Sire, mon application à mes devoirs ne m’a pas permis d’être instruit plus tôt des détails de cette Saint-Barthélemy d’Abbeville. Je ne sais que d’aujourd’hui que l’on destinait trois autres enfants à cette boucherie. J’apprends que les parents de ces enfants, poursuivis comme moi par Duval Saucourt et Broutel, trouvèrent huit avocats pour les défendre, quoiqu’en matière criminelle les accusés n’aient jamais le secours d’un avocat quand on les interroge et quand on les confronte. Mais un avocat est en droit de parler pour eux sur tout ce qui ne concerne pas la procédure secrète. Et qu’il me soit permis, sire, de remarquer ici que chez les Romains, nos législateurs et nos maîtres, et chez les nations qui se piquent d’imiter les Romains, il n’y eut jamais de pièces secrètes. Enfin, sire, sur la seule connaissance de ce qui était public, ces huit avocats intrépides déclarèrent, le 27 juin 1766 :

1° Que le juge Saucourt ne pouvait être juge, puisqu’il était partie (pages 15 et 16 de la consultation) ;

2° Que Broutel ne pouvait être juge, puisqu’il avait agi en plusieurs affaires en qualité de procureur, et que son unique occupation était alors de vendre des bestiaux (Page 17) ;

3° Que cette manœuvre de Saucourt et de Broutel était une infraction punissable de la loi (mêmes pages).

Cette décision de huit avocats célèbres est signée : « Cellier, d’Outremont, Muyart de Vouglans, Gerbier, Timbergue, Benoist fils, Turpin, Linguet. »
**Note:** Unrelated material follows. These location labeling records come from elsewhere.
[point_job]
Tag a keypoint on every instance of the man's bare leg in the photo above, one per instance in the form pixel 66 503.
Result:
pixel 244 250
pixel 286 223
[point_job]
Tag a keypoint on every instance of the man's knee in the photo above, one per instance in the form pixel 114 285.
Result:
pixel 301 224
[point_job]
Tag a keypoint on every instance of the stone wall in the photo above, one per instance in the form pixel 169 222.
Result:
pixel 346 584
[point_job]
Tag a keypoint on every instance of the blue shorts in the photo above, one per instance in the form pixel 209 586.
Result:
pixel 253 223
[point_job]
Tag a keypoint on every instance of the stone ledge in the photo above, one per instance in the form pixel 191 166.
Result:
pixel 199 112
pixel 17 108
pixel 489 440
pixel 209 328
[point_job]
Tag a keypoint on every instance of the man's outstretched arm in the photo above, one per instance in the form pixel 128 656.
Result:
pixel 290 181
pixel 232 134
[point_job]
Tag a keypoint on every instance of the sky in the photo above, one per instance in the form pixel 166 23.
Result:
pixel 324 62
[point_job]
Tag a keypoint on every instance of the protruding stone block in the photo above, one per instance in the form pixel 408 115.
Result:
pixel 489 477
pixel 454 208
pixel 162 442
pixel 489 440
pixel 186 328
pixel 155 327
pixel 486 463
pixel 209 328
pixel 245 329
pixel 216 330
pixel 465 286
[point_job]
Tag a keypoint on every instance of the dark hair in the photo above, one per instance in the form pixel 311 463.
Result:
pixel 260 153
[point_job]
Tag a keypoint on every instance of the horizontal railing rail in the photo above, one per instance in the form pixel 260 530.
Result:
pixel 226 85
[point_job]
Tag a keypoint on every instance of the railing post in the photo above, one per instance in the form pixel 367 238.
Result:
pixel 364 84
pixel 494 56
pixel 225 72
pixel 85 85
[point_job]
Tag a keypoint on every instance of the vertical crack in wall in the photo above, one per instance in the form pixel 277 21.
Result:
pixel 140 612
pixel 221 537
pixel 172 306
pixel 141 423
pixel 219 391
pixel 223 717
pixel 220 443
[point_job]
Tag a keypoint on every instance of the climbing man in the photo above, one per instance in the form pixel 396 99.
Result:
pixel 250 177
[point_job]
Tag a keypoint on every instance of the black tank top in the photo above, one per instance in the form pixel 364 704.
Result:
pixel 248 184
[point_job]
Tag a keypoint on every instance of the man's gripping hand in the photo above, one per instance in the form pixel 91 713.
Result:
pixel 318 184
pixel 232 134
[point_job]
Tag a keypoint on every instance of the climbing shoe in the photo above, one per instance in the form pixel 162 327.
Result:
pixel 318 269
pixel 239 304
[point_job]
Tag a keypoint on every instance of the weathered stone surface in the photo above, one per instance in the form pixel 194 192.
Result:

Il est vrai qu’elle vint trop tard. L’estimable chevalier de La Barre était déjà sacrifié. L’injustice et l’horreur de son supplice, jointes à la décision de huit jurisconsultes, firent une telle impression sur tous les cœurs que les juges d’Abbeville n’osèrent poursuivre cet abominable procès. Ils s’enfuirent à la campagne, de peur d’être lapidés par le peuple. Plus de procédures, plus d’interrogatoires et de confrontations. Tout fut absorbé dans l’horreur qu’ils inspiraient à la nation, et qu’ils ressentaient en eux-mêmes.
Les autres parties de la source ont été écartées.